No sé si os pasa lo mismo, pero cada día me da más pereza entrar en Facebook, Twitter o Instagram. Antes, unos años antes me refiero, me encantaba leer la noticias que compartía la gente, lo ingeniosos que eran sus tuits. Y seguía muchos blogs y los comentarios eran lo más parecido a un foro: todos aportábamos algo, aprendíamos unos de los otros y pasábamos un buen rato.
Ahora las redes sociales se han convertido en la batalla de los intensos.
Por un lado están los que, a pesar de todo, siguen siendo positivos. Muy positivos. Excesivamente positivos. Nos hablan del camino hacia la felicidad, nos llenan de frases profundas, tazas con mensajes, reflexiones prestadas, artículos motivadores que no son aplicables a nuestras vidas y críticas encubiertas hacia los “amargados”, haciéndonos entender que no tenemos derecho a una mala racha. Algunos de ellos, en poco tiempo, se convirtieron en expertos de la inteligencia emocional y consejeros absolutos de felicidad.

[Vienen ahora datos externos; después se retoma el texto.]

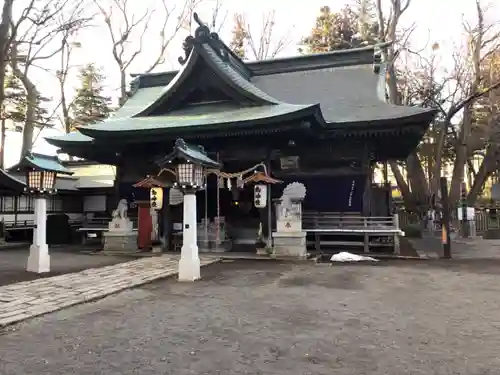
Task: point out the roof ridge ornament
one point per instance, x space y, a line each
202 35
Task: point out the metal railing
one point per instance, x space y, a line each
375 231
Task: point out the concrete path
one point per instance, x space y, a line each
25 300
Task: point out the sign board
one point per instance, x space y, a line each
495 192
289 162
156 198
260 196
471 214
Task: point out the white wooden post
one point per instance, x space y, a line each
189 264
39 258
397 247
366 238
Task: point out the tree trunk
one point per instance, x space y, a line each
460 157
4 44
484 172
123 87
2 143
29 125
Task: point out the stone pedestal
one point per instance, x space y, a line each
289 240
290 244
121 236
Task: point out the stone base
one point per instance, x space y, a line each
290 244
120 225
39 259
189 269
120 241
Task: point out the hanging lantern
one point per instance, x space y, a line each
260 196
239 182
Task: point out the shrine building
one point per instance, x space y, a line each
322 120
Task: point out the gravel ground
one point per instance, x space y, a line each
247 317
13 264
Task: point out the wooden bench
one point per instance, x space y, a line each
330 225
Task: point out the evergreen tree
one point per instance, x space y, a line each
351 27
89 105
15 104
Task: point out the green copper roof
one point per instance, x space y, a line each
75 137
42 162
188 152
140 100
197 117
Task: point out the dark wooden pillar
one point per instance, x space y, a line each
387 187
165 221
368 172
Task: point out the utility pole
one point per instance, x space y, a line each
445 219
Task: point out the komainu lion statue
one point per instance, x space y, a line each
121 210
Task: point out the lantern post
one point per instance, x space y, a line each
41 173
190 163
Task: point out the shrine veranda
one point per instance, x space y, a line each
322 120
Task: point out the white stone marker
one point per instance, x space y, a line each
189 264
39 258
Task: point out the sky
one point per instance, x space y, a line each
436 21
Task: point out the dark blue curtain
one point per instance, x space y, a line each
329 193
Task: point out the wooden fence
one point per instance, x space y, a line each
483 221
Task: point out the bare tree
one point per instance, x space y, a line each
466 81
36 38
128 30
5 41
263 45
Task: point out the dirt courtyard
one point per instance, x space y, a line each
250 317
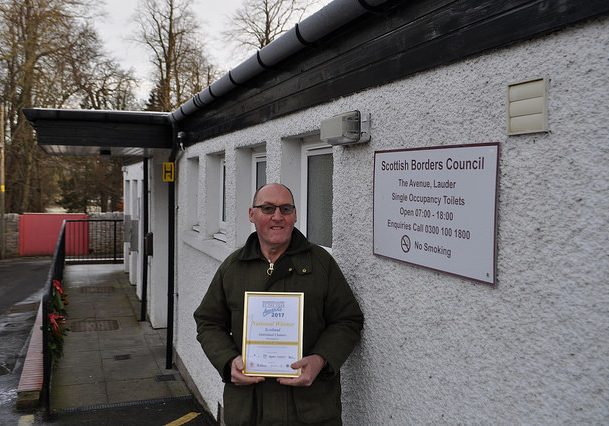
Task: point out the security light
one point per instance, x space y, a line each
347 128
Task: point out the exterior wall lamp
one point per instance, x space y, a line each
346 128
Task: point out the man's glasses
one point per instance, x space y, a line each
284 209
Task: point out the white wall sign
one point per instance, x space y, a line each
436 207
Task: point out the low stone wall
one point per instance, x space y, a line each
101 242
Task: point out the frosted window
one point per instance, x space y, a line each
319 199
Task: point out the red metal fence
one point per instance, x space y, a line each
38 233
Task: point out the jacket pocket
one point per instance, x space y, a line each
238 405
319 402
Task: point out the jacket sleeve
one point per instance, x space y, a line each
213 318
344 322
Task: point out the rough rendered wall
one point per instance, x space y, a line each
437 348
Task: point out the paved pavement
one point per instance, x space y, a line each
113 368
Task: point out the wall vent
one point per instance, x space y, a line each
527 107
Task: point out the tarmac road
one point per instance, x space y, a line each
21 284
20 278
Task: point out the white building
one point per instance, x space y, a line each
528 344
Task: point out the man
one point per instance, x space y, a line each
277 257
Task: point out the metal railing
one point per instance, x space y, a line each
94 241
79 241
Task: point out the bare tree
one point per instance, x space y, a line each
258 22
49 57
169 30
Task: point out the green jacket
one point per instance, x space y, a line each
332 325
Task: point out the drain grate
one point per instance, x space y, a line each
106 289
122 357
165 378
94 325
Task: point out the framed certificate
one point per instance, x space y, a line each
272 333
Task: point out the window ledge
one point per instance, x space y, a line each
212 247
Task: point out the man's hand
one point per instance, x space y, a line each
236 374
310 367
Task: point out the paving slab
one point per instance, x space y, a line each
109 356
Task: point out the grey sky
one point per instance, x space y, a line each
116 28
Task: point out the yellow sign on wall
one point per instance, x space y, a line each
168 171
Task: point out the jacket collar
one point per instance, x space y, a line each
251 249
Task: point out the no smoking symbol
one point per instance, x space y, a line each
405 243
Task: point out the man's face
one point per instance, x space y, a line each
274 230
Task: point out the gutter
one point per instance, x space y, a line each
305 33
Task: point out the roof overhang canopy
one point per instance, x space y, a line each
127 134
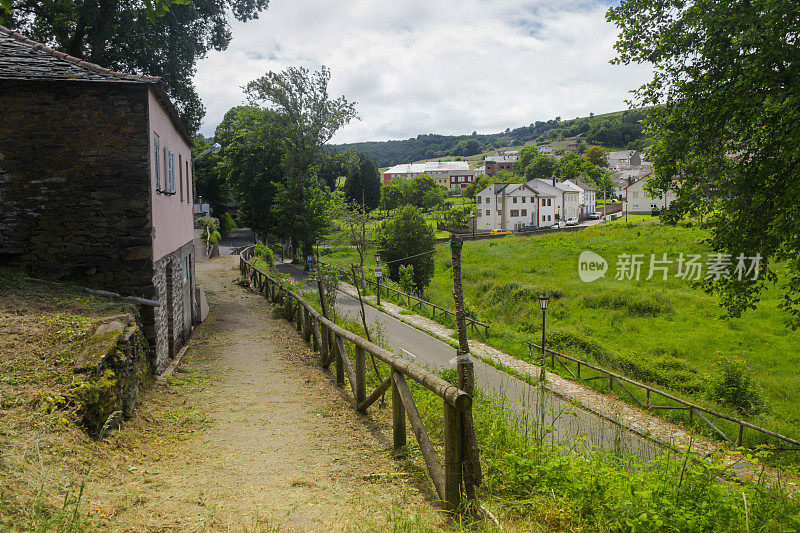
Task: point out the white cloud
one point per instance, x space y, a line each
435 66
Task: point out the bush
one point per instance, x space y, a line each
733 385
264 253
406 280
227 223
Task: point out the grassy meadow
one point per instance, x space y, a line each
663 332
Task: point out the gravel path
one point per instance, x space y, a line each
282 449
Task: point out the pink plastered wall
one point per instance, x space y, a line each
172 218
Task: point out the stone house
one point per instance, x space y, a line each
96 184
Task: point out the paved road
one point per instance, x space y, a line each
571 424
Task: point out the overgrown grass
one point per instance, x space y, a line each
664 332
560 487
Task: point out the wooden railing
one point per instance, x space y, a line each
330 340
694 411
416 303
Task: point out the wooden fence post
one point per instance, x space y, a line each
453 433
339 362
398 417
361 375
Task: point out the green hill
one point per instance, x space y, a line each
621 129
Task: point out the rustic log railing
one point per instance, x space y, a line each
330 340
702 413
416 303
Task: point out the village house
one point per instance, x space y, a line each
96 183
570 198
513 206
620 180
450 174
496 163
640 201
624 159
588 198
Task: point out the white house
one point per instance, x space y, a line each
457 174
642 202
588 198
620 180
570 199
513 206
550 203
622 159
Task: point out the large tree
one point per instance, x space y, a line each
311 117
363 183
154 37
727 127
407 239
251 163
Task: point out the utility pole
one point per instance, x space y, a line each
466 376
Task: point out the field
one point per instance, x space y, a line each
663 332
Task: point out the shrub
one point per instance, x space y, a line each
264 253
406 279
227 223
733 385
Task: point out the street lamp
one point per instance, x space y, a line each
378 274
472 217
543 301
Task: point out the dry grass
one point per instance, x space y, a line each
47 463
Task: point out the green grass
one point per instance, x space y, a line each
663 332
541 486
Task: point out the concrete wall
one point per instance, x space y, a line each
74 189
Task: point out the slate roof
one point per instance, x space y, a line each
24 59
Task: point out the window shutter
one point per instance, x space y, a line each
157 153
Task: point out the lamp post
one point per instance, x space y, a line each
378 274
543 301
472 217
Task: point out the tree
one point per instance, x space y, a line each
310 117
355 221
210 183
251 162
541 166
526 155
727 126
393 194
363 183
596 155
407 239
162 38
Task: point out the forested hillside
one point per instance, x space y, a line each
622 129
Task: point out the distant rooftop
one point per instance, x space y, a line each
429 166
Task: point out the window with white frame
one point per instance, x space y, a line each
157 154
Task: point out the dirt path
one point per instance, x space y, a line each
280 448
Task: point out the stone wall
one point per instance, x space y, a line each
113 368
74 182
172 321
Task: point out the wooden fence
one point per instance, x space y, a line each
330 340
413 302
694 411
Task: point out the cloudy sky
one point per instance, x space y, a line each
432 66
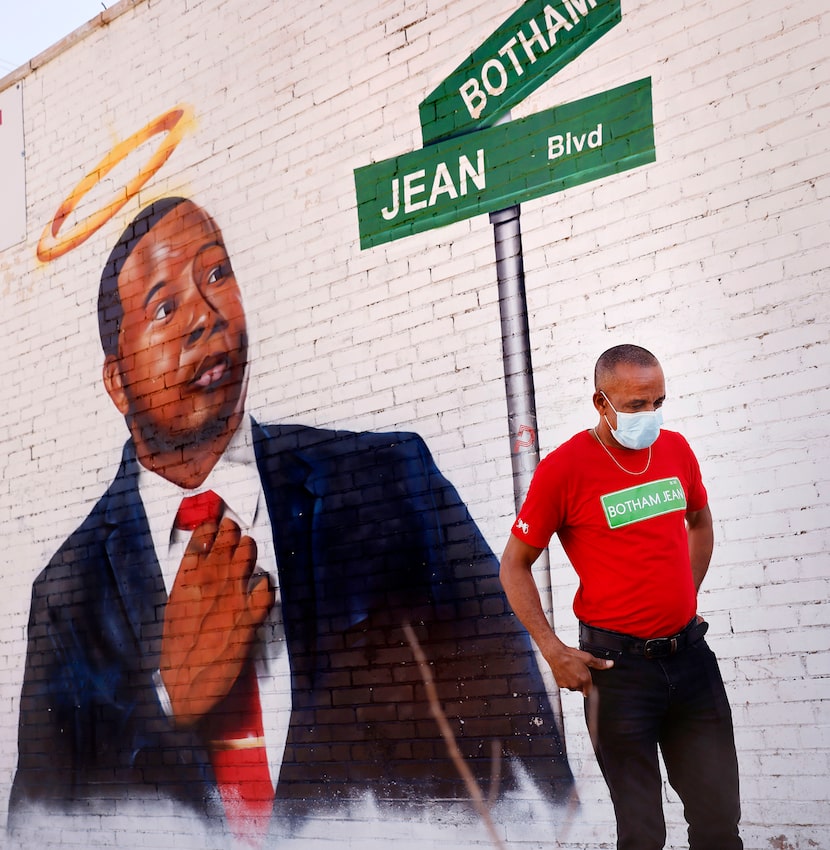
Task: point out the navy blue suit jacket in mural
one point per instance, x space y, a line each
368 535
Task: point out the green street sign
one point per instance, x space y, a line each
533 44
491 169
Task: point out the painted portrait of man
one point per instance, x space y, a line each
226 627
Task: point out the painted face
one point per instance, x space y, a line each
180 374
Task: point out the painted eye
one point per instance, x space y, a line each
164 310
219 273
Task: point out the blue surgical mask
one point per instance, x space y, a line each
635 430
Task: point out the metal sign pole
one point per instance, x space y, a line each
521 394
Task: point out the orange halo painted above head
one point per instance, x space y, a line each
174 123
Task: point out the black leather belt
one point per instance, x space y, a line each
653 648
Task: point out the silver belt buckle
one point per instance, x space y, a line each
660 647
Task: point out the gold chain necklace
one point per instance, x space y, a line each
645 468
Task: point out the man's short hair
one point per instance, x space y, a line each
613 357
110 309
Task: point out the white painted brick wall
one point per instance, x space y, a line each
715 257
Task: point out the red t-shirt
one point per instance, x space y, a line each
624 534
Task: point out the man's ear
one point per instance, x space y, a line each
114 383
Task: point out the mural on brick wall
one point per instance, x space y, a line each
235 625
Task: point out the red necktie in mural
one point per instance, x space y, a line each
233 729
194 510
237 751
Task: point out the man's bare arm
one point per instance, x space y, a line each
701 542
570 666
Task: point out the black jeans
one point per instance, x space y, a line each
677 703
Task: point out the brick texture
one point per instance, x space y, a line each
715 257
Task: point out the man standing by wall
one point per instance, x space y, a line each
630 509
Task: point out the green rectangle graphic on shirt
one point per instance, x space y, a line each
634 504
494 168
536 41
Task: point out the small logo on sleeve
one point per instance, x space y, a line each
645 501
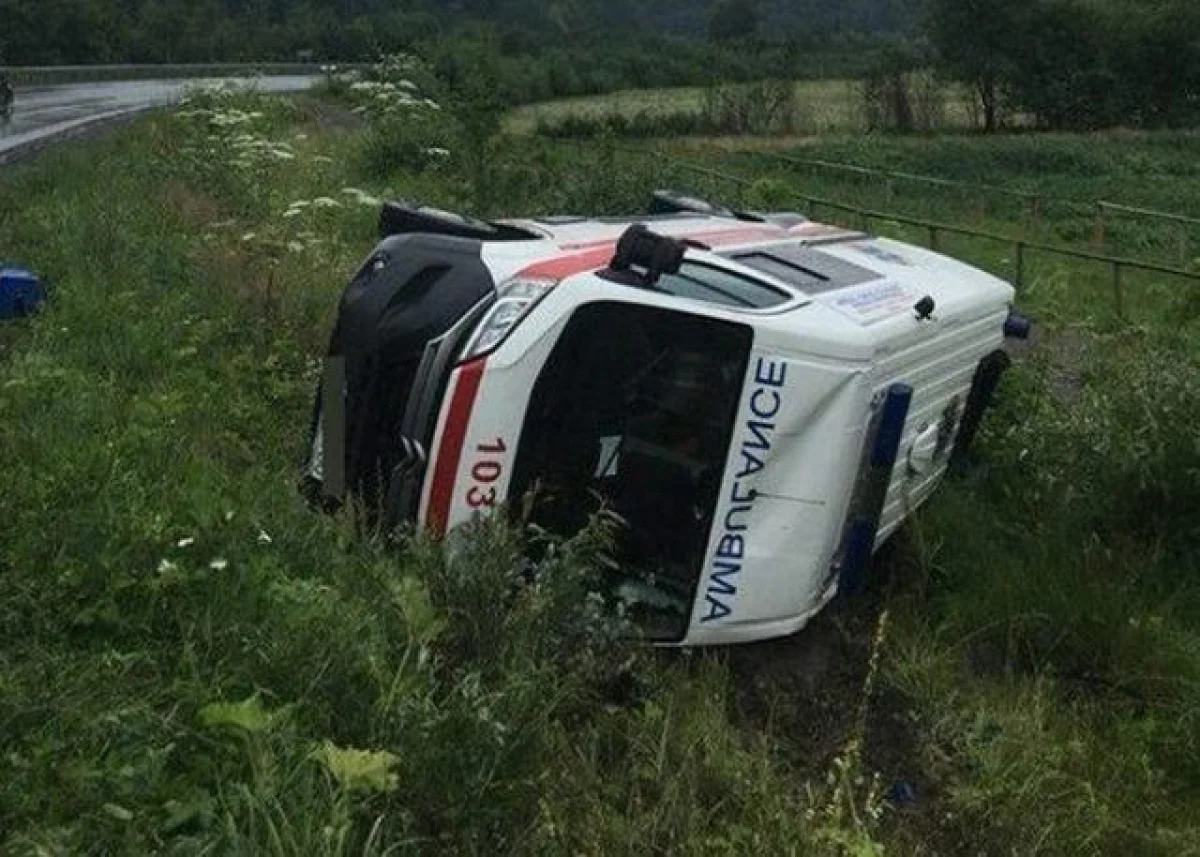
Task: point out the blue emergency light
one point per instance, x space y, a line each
22 293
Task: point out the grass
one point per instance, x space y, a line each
826 106
193 663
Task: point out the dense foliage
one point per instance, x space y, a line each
89 31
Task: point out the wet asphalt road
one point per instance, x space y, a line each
42 113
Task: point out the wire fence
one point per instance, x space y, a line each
1036 203
1023 249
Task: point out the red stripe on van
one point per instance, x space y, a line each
450 451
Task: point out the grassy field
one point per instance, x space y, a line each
193 663
823 107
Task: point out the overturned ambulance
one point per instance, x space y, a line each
760 399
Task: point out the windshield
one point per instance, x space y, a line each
633 412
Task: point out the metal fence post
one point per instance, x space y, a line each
1098 233
1117 289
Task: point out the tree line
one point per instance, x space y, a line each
1073 64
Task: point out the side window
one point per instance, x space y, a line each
634 412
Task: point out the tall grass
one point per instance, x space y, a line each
192 661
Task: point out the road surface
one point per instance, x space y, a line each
46 113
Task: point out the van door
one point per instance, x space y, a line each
634 412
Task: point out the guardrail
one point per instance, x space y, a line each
29 76
1021 247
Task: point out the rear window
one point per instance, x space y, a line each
805 268
717 286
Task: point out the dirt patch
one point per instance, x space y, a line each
808 693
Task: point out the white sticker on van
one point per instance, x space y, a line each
869 304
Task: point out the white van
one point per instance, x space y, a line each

Al otro lado del campo de batalla están los que se cagan en todo: en el país de la pandereta, en la mediocridad, en la falta de educación, en los hombres, en las mujeres, en la vida y, sobre todo, en los extremadamente positivos. Su amargura es una especie de reivindicación, de declaración, de modernización. Estar constantemente amargado está bien visto (seamos sinceros, hoy en día mola más ser un amargado reivindicativo que un flower-power, que esos ya están pasados de moda, aunque tengan su público).
Está claro que tanto los “extremadamente felices” como los “exageradamente amargados” han existido siempre. Quizás eran menos visibles, pero en cuanto aparecieron las redes sociales nos dimos cuenta que podemos decir cualquier cosa y que había alguien “ahí fuera” que no solo nos oía, sino que nos escuchaba. Y claro, ya no había vuelta atrás.
Sin embargo lo peor estaba por llegar. Al cabo de un tiempo descubrimos que ser una persona normal, con sus días de mierda y sus momentos de felicidad absoluta, no servía de nada. Si eras normal, eras ordinario, del montón, un “don nadie”: tu opinión no valía un duro. ¿A quién le gusta ser invisible? Yo conozco a muy pocos.
Entonces la gente empezó a ser intensa. Lo importante era destacar, para bien o para mal, defendiendo una cosa o la otra. Daba lo mismo qué es lo que defendías, lo esencial era defenderlo a toda costa. Algunos traspasaron la delgada línea que separaba el adjetivo “polémico” del “follonero”, pero nadie se percató de ello.
Casi todos hemos formado parte de ese movimiento (¿a quién no le gusta ser visible?), todos hemos dejado comentarios destructivos y hemos escrito artículos odiosos o, al contrario, llenos de amor y alegría. Y, lo que es peor, hemos hecho las dos cosas al mismo tiempo. En su día todos, o casi todos, fuimos bipolares, virtualmente hablando.
Lo que me sorprende es que todavía hay gente que no se ha cansado. Y, que es peor, todavía hay público que sigue necesitando gurús. Los gurús que, al estar encerrados en su propia y tan intensa verdad, son de todo menos objetivos. Se nos olvida que ser equilibrados es la única forma de ser objetivos. Vivir en un mundo de azúcar no aporta nada. Pero comer mostaza a cucharadas, tampoco.
Está bien motivarte con cosas. Rodearte de mensajes positivos sustituye a una patada en el culo para darte un empujón. Pero para que el empujón te sirva de ayuda, tienes que estar caminando. Si te quedas quieto, la patada hará que te caigas de morros.
Está bien ver el mundo tal y como es: cruel e injusto. ¿Pero de qué te sirve encerrarte en la negrura? “Nos ha tocado vivir en un mundo de mierda”, decimos. Pero nos quedamos con la parte de “un mundo de mierda” ignorando la de “vivir”.
Y es que… también se puede luchar con una sonrisa en los labios. Igual que se puede ser feliz estando triste.